In response to that grim fact—and for the hot, hot media coverage—Tesla has gone the extra mile to prove that its sci-fi-sounding HVAC system really works. After humming through the smelliest environments in California's central valley, like cow pastures, bogs, and dumps, the Tesla came back to headquarters for a final test. In short, the company filled a giant balloon with pollutants, put a couple of engineers in gas masks, and waited to see if the car could clean the cabin air well enough for the engineers to unmask. The result? In under two minutes, the cabin was piney fresh.

Our takeaways:

1. Tesla has a giant balloon filled with artificially-produced farts, which may or may not be leftover from a freshman engineer hazing ritual.
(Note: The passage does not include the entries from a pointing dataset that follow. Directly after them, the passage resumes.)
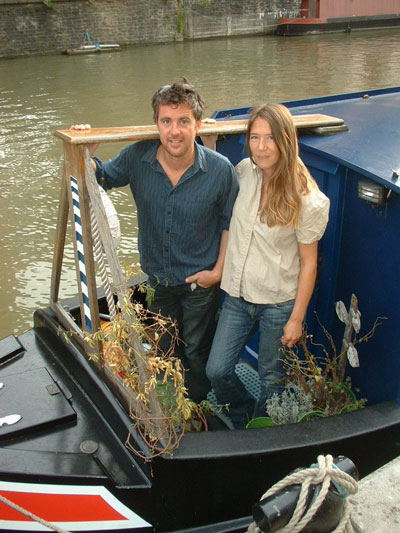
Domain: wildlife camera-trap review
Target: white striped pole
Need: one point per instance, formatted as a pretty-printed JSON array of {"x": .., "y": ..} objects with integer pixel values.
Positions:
[{"x": 81, "y": 253}]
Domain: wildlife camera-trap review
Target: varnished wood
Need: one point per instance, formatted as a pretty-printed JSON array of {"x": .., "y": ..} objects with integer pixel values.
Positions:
[{"x": 139, "y": 133}]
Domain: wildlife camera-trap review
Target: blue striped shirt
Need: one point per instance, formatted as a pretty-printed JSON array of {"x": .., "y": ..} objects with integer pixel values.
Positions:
[{"x": 179, "y": 227}]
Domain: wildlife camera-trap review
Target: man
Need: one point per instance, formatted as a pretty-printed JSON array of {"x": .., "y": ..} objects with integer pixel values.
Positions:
[{"x": 184, "y": 194}]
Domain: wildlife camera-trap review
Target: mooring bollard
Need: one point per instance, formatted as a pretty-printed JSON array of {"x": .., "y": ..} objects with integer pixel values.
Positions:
[{"x": 275, "y": 511}]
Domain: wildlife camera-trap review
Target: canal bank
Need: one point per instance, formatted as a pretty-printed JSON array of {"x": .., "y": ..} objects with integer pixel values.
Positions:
[{"x": 52, "y": 26}]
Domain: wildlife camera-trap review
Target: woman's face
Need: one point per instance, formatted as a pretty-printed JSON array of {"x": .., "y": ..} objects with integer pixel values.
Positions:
[{"x": 264, "y": 150}]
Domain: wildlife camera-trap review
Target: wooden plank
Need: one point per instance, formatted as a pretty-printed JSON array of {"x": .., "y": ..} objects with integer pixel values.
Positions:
[
  {"x": 223, "y": 127},
  {"x": 156, "y": 424}
]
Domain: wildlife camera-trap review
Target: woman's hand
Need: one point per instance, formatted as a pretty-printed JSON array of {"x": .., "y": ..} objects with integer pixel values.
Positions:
[{"x": 291, "y": 333}]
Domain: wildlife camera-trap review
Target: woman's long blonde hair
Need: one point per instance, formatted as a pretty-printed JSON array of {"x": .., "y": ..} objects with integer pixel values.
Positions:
[{"x": 291, "y": 180}]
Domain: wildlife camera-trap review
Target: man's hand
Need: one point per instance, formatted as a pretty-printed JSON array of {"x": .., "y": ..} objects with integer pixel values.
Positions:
[
  {"x": 292, "y": 332},
  {"x": 205, "y": 278},
  {"x": 82, "y": 127}
]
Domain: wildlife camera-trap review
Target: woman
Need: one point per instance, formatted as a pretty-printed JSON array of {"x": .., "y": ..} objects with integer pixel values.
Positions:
[{"x": 271, "y": 260}]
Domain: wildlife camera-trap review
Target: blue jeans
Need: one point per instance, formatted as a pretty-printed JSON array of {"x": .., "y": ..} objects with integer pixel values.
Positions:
[
  {"x": 195, "y": 313},
  {"x": 238, "y": 321}
]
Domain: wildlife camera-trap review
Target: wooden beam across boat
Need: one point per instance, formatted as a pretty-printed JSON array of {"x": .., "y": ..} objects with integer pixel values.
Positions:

2. Tesla owns at least two gas masks, and neither of them are attached to bongs.

3. The Tesla Models S and X will clean ambient air, so if you drive yours through Beijing the municipal government might give you the key to the city.

4. Tesla welcomes suggestions for improvement. We'd try EMusk@TeslaMotors.com. That sounds right.

5. Tesla drove the Model X through a bog. It remains unconfirmed if the bog slog included logs, frogs, hogs, or fog.

6. We would like a Model X for the duration of allergy season. Claritin is expensive, tissues are abrasive, and it's no fun to have eyes so red that co-workers wonder if your lunch break was really all about lunch, maaaaan.